Department of Pharmacy, The Third Affiliated Hospital of Guangzhou Medical University, Guangzhou, China.
College of Pharmacy, Jinan University, Guangzhou, China.
PLoS One. 2018 Aug 27;13(8):e0202563. doi: 10.1371/journal.pone.0202563. eCollection 2018.

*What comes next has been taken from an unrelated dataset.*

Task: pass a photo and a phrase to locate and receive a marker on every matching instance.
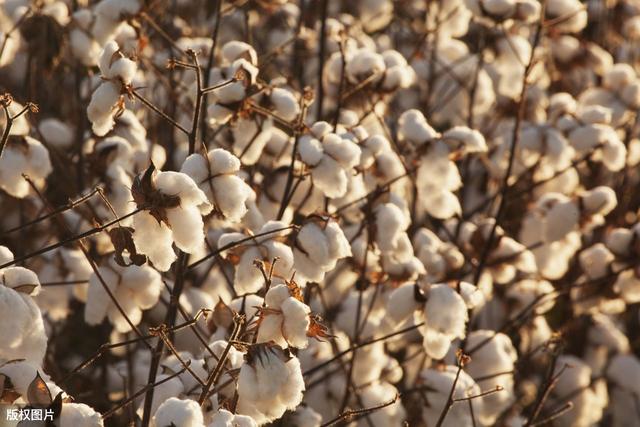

This study aimed to investigate the efficacy and safety of dual therapy comprising sulfonylurea (SU) plus antidiabetic drugs for the treatment of type 2 diabetes mellitus (T2DM).
We searched the PubMed, Cochrane library, and Embase databases for randomized clinical trials (≥24 weeks) published up to December 28, 2017. Subsequently, we conducted pairwise and network meta-analyses to calculate the odds ratios (ORs) and mean differences (MDs) with 95% confidence intervals (CIs) of the outcomes.
The final analyses included 24 trials with a total of 10,032 patients. Compared with placebo, all treatment regimens were associated with a significantly higher risk of hypoglycemia, except the combinations of SU plus sodium-glucose co-transporter-2 inhibitor (SGLT-2i) [OR, 1.35 (95% CI: 0.81 to 2.25)] or alpha-glucosidase inhibitor (AGI) [OR, 1.16 (95% CI: 0.55 to 2.44)]. Notably, the combination of SU plus glucagon-like peptide-1 receptor agonist (GLP-1RA) was associated with the most significant increase in the risk of hypoglycemia. Furthermore, all SU-based combination regimens reduced the glycated hemoglobin (HbA1c) and fasting plasma glucose levels (FPG). However, only combinations containing SGLT-2i [MD, -1.00 kg (95% CI: -1.73 to -0.27)] and GLP-1RA [MD, -0.56 kg (95% CI: -1.10 to -0.02)] led to weight loss.
Our findings highlight the importance of considering the risk of hypoglycemia when selecting antidiabetic drugs to be administered concomitantly with SU. Although all classes of antidiabetic drugs improved glucose control when administered in combination with SU, SGLT-2i might be the best option with respect to factors such as hypoglycemia and body weight.
本研究旨在探讨磺酰脲类药物(SU)联合其他降糖药物的双联疗法治疗 2 型糖尿病(T2DM)的疗效和安全性。
我们检索了 PubMed、Cochrane 图书馆和 Embase 数据库中截至 2017 年 12 月 28 日发表的随机临床试验(≥24 周)。随后,我们进行了两两和网络荟萃分析,以计算结局的优势比(OR)和均数差值(MD)及其 95%置信区间(CI)。
最终分析纳入了 24 项试验,共 10032 例患者。与安慰剂相比,除 SU 联合钠-葡萄糖共转运蛋白-2 抑制剂(SGLT-2i)[OR,1.35(95%CI:0.81 至 2.25)]或α-葡萄糖苷酶抑制剂(AGI)[OR,1.16(95%CI:0.55 至 2.44)]外,所有治疗方案均与低血糖风险显著升高相关。值得注意的是,SU 联合胰高血糖素样肽-1 受体激动剂(GLP-1RA)的治疗方案与低血糖风险的显著增加最为相关。此外,所有基于 SU 的联合治疗方案均降低了糖化血红蛋白(HbA1c)和空腹血糖水平(FPG)。然而,只有包含 SGLT-2i 的联合方案[MD,-1.00kg(95%CI:-1.73 至 -0.27)]和 GLP-1RA [MD,-0.56kg(95%CI:-1.10 至 -0.02)]导致体重减轻。
我们的研究结果强调了在选择与 SU 同时使用的降糖药物时,应考虑低血糖风险。虽然所有类别的降糖药物与 SU 联合应用均能改善血糖控制,但就低血糖和体重等因素而言,SGLT-2i 可能是最佳选择。